A version number tripled my cloud bill — and only a machine caught it

I had seven guardrails against exactly this. Six were written rules. One was enforced by a machine — and it was the only one that fired.

Posted Jun 6, 2026 Updated Jul 9, 2026

Seven guardrails against this exact failure. Six were written rules and all of them missed it. The only one that fired was the single machine-enforced guardrail — an AWS Budgets alarm.

By Pin-Feng (Bin) Hsu

4 min read

A version number tripled my cloud bill — and only a machine caught it

I know my FinOps. An empty Kubernetes cluster on AWS — control plane, zero nodes — runs under 20¢ an hour. So when a budget email told me I’d burned over $8 in a single day, I knew something was wrong.

The cause was almost funny. I’d spun up a cluster to test something, the setup half-failed and left it running, and three days later the teardown jammed too. So it sat there billing 24/7 — at 6× even the rate I expected, because the version I’d pinned had quietly aged out of support. A date had become a price.

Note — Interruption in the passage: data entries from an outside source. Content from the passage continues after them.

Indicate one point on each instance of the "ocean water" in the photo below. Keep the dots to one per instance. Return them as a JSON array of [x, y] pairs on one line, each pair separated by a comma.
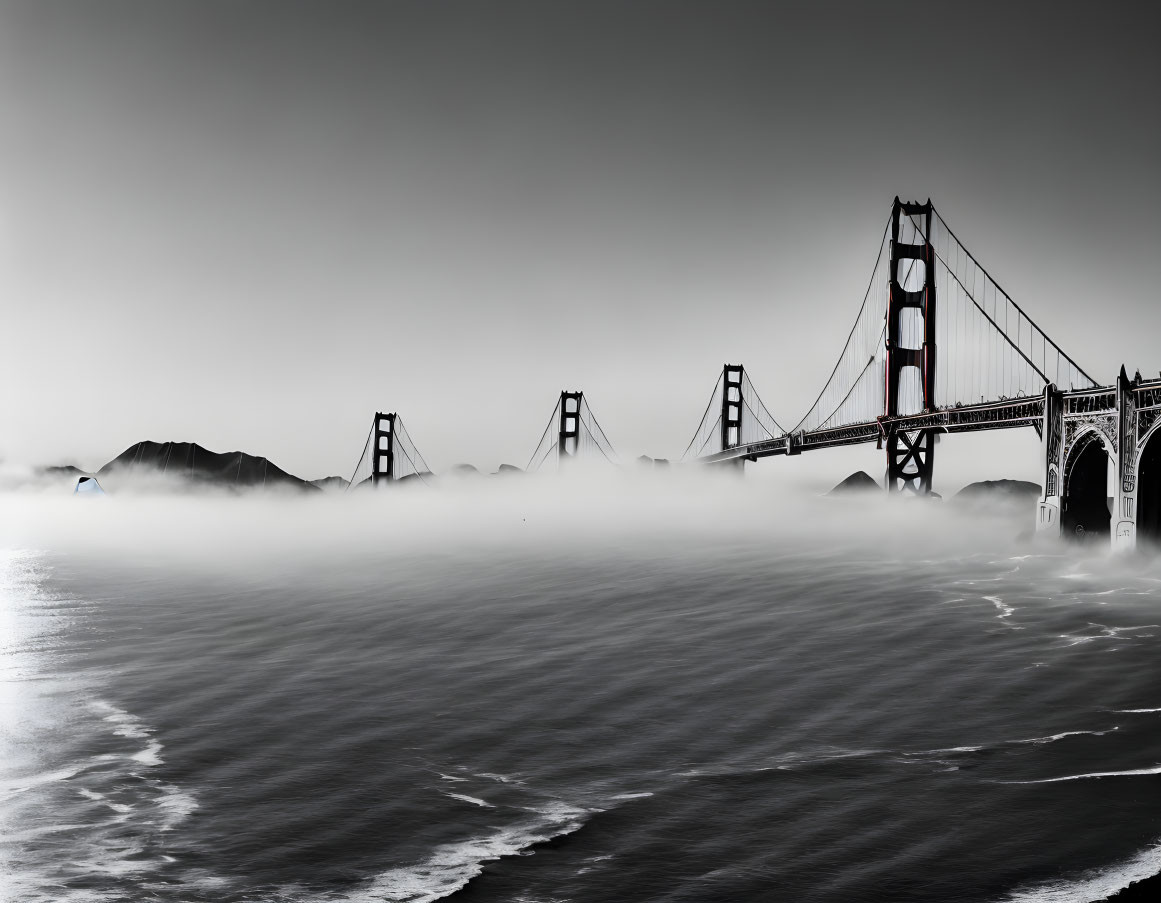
[[632, 695]]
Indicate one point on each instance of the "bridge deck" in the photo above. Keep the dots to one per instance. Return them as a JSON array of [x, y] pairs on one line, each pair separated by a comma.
[[1004, 414]]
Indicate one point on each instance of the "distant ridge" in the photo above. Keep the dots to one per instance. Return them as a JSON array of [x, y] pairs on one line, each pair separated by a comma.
[[331, 484], [1014, 490], [857, 483], [195, 464]]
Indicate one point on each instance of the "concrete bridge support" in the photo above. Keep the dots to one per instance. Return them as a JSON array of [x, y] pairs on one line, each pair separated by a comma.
[[1090, 439]]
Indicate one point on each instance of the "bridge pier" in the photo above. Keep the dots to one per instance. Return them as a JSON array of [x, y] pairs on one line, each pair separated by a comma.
[[1086, 434], [1047, 519]]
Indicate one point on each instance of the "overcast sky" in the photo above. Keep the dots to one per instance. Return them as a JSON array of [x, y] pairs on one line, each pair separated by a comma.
[[251, 224]]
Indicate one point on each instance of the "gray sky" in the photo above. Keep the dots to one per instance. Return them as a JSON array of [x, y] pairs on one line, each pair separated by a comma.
[[252, 224]]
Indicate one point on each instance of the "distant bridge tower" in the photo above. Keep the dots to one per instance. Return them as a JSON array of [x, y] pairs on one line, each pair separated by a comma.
[[732, 411], [732, 405], [383, 449], [569, 433], [910, 371]]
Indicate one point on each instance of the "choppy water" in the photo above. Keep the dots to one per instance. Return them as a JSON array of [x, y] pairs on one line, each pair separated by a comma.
[[773, 713]]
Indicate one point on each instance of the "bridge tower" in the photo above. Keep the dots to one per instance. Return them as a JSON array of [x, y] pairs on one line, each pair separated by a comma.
[[733, 375], [569, 432], [910, 344], [383, 449]]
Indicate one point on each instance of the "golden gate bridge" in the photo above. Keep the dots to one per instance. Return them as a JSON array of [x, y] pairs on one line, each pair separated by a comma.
[[937, 347]]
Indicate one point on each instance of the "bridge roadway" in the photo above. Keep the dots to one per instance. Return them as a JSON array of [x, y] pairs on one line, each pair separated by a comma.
[[1003, 414]]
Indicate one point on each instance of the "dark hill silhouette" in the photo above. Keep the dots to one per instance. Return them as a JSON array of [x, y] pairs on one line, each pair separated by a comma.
[[1138, 891], [331, 484], [194, 464], [858, 483], [1002, 490]]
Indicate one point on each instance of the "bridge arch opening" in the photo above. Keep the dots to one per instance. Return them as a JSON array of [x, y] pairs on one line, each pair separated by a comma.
[[1148, 491], [1084, 503]]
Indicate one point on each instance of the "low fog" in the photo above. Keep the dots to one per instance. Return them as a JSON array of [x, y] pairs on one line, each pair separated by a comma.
[[682, 511]]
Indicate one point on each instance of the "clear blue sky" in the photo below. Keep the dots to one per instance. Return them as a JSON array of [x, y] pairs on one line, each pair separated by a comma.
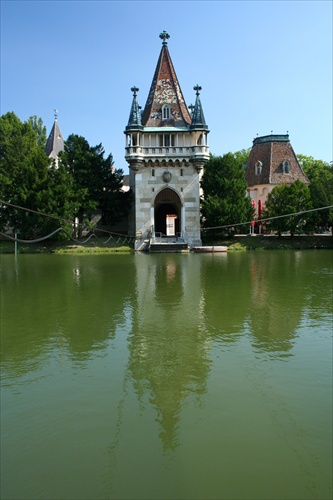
[[263, 66]]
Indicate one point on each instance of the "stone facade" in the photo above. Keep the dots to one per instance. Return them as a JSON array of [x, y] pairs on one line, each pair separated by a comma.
[[166, 149], [272, 161]]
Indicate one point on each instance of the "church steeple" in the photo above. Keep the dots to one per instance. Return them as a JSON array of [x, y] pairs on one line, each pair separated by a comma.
[[55, 141], [166, 149], [165, 105], [134, 121], [198, 119]]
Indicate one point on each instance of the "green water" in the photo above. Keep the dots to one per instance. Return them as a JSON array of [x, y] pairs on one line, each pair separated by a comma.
[[167, 376]]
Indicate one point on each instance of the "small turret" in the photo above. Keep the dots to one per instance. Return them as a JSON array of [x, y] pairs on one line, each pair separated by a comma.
[[198, 119], [134, 121], [55, 141]]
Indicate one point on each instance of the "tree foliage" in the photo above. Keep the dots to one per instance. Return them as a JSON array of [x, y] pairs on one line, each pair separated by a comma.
[[23, 175], [224, 191], [96, 183], [320, 175], [286, 199], [82, 182]]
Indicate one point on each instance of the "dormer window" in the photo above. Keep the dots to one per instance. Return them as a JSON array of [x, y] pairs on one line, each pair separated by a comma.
[[258, 167], [166, 112], [286, 167]]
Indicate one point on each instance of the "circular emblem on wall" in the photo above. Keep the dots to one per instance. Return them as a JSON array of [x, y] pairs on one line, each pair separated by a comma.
[[166, 176]]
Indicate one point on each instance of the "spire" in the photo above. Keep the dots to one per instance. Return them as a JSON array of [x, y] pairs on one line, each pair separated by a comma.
[[165, 105], [198, 119], [55, 141], [134, 120]]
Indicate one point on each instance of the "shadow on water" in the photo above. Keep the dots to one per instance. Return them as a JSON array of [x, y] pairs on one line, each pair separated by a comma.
[[161, 317]]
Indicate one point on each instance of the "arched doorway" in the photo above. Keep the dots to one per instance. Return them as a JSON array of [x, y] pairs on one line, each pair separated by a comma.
[[167, 203]]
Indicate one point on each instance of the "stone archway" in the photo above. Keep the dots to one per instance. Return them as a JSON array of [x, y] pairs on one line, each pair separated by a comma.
[[167, 202]]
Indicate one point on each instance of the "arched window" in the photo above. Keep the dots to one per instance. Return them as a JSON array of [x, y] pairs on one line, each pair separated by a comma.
[[166, 112], [258, 167], [286, 167]]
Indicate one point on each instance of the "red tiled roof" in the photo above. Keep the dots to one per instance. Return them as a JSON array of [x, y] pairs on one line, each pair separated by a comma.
[[165, 89]]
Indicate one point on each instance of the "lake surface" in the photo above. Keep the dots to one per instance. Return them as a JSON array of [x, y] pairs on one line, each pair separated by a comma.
[[201, 376]]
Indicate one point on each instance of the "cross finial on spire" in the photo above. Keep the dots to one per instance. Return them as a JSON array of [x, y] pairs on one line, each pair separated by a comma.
[[197, 89], [164, 36], [134, 90]]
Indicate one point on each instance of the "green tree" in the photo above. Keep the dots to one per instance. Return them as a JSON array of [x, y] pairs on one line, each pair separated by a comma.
[[320, 175], [96, 183], [287, 199], [23, 174], [39, 129], [28, 180], [224, 191]]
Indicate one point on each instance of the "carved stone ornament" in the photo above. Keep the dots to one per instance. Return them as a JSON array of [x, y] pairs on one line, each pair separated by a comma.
[[166, 176]]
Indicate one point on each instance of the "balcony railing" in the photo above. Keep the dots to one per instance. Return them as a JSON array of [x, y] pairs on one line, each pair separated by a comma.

But that’s not the part that stuck with me.

Here’s the part that did: I had seven guardrails against exactly this. Seven. And it still ran for three days — because six of them were rules I was supposed to follow, and only one, a budget alarm, was something a machine did on its own. Six good intentions, written down, all politely failed to fire. The one that caught it was the one I didn’t have to remember.

A written rule is a request. Enforcement is a guarantee.

The rest of this is the precise version — the numbers, the table, and the four fixes.

1. The cost driver was the extended-support surcharge, not usage

Amazon EKS gives each Kubernetes version ~14 months of standard support, then 12 months of extended support at an added charge. The numbers:

Line item	$/hr per cluster
EKS control plane (standard support)	$0.10
Extended-support surcharge	+$0.50
What I was actually billed	$0.60 (6×)

My pinned version had passed its end-of-standard-support date months earlier, so every apply produced an extended-support cluster. Over the window, 83% of the EKS spend was the surcharge — the base rate was a rounding error next to it. The cluster wasn’t expensive because it was big. It was expensive because of a date.

In a managed control plane, a version number is a price.

2. Almost every guardrail was operator-discipline; only the machine-enforced one fired

This is the part worth internalising. Guardrails split into two layers:

Operator-discipline — written rules, conventions, “remember to destroy.” They depend on a human being present and doing the right thing.
Machine-enforced — something acts with no human in the loop.

Here’s the full set, and which fired:

Guardrail	Layer	Outcome
AWS Budgets alarm	machine-enforced	✅ fired — caught it at ~$29
Destroy partial stack on a failed apply	operator-discipline	❌ not executed
Tear down after verify	operator-discipline	❌ not executed
Apply-time cost estimate	operator-discipline	❌ modelled the base rate, missed the 6×
CI green/red discipline	operator-discipline	❌ a red pipeline carried no cost meaning
kyverno teardown robustness	operational	❌ deadlocked the destroy
OIDC teardown access	machine, but mis-scoped	⚠️ blocked the teardown

Six of the seven needed me. The one that didn’t is the one that worked. Left to its monthly forecast the trajectory was ~$400 for a single test stack; the daily budget alarm bounded the loss to ~$29.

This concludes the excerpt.